A U.S. House Republican has just announced that he will be retiring from Congress at the end of his current term.
Rep. Drew Ferguson (R-GA), who seemed poised to soon become a top member of the GOP leadership team, has abruptly announced the end of his political career in Congress.
Ferguson has served as the House GOP’s chief deputy whip since 2019.
However, he revealed on Thursday that he won’t be seeking re-election next year but instead plans to retire, according to Politico.
He is but one of dozens of both Republican and Democrat representatives and senators who have decided, for one reason or another, to call it quits and exit the federal legislative body following the end of the current term, if not sooner in some cases.
In a statement, Rep. Ferguson said:
“Upon the conclusion of the 118th Congress, I will be retiring from the House of Representatives.
“Serving the wonderful constituents of Georgia’s Third District has been the honor of a lifetime.
“I have been blessed to have worked with such a talented and dedicated staff in my District and D.C. offices.”
He highlighted his work on the House Ways and Means Committee, how “honored” he was to serve as chief deputy whip, and, owing to his background as a healthcare worker, made particular note of his efforts to tackle issues like “antimicrobial resistance” and the “mental health crisis” in this country.
“Georgia is truly a special place, and it’s calling us home,” the congressman added.
“Julie and I look forward to spending more time with our children and grandchildren while continuing to work to keep Georgia the best state in America to live and do business.”
Politico reported that Rep. Ferguson’s Georgia district, which encompasses some of the suburbs in the Atlanta metro area, is considered to be a safe seat for Republicans that is unlikely to be flipped by Democrats in the coming election cycle.
The outlet noted that the congressman had been considering making a run to serve as House majority whip but seemingly backed down when he ended up on the wrong side of former Speaker Kevin McCarthy (R-CA) earlier this year.
The Hill reported that Ferguson was also one of several House Republicans who claimed to have received threats after he voted in opposition to the failed speakership bid of Rep. Jim Jordan (R-OH) in the wake of McCarthy’s ouster.
At the time, apparently in reference to Jordan, he said: “The House Republican conference does not need a bully as the speaker.”
Just one day before Rep.
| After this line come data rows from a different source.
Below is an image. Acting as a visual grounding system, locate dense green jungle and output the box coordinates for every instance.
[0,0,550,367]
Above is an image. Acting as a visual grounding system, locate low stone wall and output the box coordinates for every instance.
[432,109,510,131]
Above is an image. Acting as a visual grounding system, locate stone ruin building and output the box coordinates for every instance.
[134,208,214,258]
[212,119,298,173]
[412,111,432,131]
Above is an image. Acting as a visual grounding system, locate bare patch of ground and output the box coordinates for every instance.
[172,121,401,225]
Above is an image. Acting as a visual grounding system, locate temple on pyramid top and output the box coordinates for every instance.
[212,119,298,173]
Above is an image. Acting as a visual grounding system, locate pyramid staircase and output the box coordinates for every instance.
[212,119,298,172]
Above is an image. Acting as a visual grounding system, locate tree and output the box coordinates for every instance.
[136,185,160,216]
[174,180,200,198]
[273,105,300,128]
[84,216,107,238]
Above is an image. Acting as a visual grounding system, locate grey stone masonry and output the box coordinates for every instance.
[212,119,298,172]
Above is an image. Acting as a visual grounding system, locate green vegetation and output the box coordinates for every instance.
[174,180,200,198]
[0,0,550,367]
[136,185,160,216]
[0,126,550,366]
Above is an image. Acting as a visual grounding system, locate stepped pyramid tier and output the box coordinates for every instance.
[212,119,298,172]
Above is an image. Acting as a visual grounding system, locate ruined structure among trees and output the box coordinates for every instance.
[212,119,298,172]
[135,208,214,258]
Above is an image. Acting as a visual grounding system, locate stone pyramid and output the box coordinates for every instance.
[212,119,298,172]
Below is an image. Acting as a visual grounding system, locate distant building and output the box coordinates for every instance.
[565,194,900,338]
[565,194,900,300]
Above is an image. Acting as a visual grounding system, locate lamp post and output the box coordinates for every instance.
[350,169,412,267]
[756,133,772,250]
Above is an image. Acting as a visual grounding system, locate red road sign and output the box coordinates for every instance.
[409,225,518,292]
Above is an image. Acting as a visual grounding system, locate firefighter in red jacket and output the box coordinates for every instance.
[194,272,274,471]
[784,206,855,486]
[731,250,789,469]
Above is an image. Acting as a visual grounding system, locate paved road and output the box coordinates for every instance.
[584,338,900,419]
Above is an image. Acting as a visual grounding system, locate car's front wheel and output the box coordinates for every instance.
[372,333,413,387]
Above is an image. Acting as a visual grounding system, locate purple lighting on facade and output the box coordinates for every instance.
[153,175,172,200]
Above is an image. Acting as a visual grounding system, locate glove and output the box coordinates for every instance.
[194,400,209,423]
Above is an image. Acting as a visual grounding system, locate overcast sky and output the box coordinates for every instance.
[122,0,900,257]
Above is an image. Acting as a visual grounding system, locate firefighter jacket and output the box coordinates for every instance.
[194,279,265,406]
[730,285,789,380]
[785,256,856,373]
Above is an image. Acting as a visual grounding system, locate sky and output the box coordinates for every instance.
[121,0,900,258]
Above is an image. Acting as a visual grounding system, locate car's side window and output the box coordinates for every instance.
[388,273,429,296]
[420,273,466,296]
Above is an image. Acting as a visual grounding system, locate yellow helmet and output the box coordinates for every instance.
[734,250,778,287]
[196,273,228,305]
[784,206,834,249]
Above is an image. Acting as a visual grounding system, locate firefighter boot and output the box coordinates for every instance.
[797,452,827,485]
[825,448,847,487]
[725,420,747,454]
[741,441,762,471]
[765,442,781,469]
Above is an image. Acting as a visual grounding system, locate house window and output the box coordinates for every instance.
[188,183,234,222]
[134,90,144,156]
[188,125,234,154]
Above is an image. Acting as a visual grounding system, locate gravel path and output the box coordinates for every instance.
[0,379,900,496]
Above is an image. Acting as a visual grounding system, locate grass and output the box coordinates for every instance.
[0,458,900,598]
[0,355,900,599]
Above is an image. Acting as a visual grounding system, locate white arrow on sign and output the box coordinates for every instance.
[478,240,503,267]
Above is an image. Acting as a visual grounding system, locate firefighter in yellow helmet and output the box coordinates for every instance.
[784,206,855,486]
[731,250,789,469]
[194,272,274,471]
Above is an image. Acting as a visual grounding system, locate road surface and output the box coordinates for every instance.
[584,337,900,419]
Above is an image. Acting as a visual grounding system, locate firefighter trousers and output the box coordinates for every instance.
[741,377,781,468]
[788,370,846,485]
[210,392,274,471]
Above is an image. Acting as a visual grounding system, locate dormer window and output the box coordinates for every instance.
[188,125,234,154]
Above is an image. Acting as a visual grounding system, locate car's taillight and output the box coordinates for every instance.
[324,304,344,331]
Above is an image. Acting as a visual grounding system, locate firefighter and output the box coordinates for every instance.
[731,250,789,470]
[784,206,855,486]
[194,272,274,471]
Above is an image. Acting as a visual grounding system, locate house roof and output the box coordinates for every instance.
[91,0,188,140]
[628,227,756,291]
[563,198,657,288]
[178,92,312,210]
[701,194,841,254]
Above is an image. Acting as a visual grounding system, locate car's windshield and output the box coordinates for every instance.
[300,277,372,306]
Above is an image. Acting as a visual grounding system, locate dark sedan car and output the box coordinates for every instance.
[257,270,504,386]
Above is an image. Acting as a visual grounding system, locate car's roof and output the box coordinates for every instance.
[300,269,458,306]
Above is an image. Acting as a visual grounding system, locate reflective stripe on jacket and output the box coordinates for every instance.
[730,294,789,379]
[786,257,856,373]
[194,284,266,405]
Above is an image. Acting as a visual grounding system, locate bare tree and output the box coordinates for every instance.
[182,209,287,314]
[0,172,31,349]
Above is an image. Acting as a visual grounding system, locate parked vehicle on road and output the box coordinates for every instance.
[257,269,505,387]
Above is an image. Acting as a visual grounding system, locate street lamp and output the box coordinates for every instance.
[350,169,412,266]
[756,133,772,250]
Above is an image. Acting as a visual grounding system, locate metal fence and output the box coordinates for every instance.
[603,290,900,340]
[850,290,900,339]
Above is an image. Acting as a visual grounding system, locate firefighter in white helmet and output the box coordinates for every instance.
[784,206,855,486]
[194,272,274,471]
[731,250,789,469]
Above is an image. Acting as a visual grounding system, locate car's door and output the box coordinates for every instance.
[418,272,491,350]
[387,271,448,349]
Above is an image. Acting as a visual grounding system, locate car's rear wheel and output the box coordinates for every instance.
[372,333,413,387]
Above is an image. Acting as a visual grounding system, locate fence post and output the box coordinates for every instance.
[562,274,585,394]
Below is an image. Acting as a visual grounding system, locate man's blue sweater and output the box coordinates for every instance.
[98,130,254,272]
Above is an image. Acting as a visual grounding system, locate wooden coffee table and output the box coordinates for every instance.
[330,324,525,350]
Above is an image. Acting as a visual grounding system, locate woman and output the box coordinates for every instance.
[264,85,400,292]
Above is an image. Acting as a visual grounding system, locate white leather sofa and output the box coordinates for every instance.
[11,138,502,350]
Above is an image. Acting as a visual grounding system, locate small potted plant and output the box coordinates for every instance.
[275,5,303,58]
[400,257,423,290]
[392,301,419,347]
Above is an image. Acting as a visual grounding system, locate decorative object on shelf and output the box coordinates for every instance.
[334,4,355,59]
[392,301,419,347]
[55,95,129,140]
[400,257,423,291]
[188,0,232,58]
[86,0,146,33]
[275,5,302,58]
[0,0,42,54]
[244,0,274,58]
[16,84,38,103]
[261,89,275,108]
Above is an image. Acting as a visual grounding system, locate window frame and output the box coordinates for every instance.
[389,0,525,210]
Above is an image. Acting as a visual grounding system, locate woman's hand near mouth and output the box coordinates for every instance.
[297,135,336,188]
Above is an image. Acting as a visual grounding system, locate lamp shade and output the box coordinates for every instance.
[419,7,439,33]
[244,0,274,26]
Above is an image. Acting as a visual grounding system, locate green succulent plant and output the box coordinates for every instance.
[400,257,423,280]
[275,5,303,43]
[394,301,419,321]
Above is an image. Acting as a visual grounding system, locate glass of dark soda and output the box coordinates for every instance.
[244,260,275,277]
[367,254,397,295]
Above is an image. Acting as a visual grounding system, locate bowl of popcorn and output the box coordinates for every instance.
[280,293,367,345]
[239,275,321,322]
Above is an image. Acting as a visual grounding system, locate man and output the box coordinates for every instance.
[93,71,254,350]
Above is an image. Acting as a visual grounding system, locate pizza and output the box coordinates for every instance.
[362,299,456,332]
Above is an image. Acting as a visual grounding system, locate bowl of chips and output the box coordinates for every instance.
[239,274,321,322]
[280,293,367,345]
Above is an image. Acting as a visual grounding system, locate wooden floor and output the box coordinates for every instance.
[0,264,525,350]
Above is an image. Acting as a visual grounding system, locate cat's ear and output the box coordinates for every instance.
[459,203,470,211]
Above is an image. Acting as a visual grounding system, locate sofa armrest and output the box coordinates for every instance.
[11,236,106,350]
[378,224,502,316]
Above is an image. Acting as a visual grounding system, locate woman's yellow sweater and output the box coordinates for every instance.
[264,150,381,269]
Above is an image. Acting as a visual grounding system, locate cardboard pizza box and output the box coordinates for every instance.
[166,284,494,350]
Ferguson’s retirement announcement, The New York Times reported that, as of Wednesday, at least 38 members of the House were preparing to end their legislative service by the conclusion of the current term.
That included at least 21 Democrats who were not seeking re-election and would retire at the end of 2024 plus at least three Democrats who planned to leave Congress before the current term was concluded and would likely be replaced in special elections.
The number also included at least 10 Republicans, not counting Ferguson, who planned to retire plus four who were exiting early at some point next year.
According to USA Today, there have been a variety of reasons cited by the dozens of congressional members who are retiring from Congress.
The most prominent and oft-repeated being complaints that Washington D.C. was too “broken” and rendered dysfunctional by both incessant partisan bickering and internal backstabbing.
However, there were some, such as Ferguson, who referenced a desire to spend more time with their families.
Some older members, meanwhile, suggested they were stepping aside to make room for younger successors.
A few more let it be known that they are leaving Congress to seek other opportunities, whether in a different or higher public office or the private sector.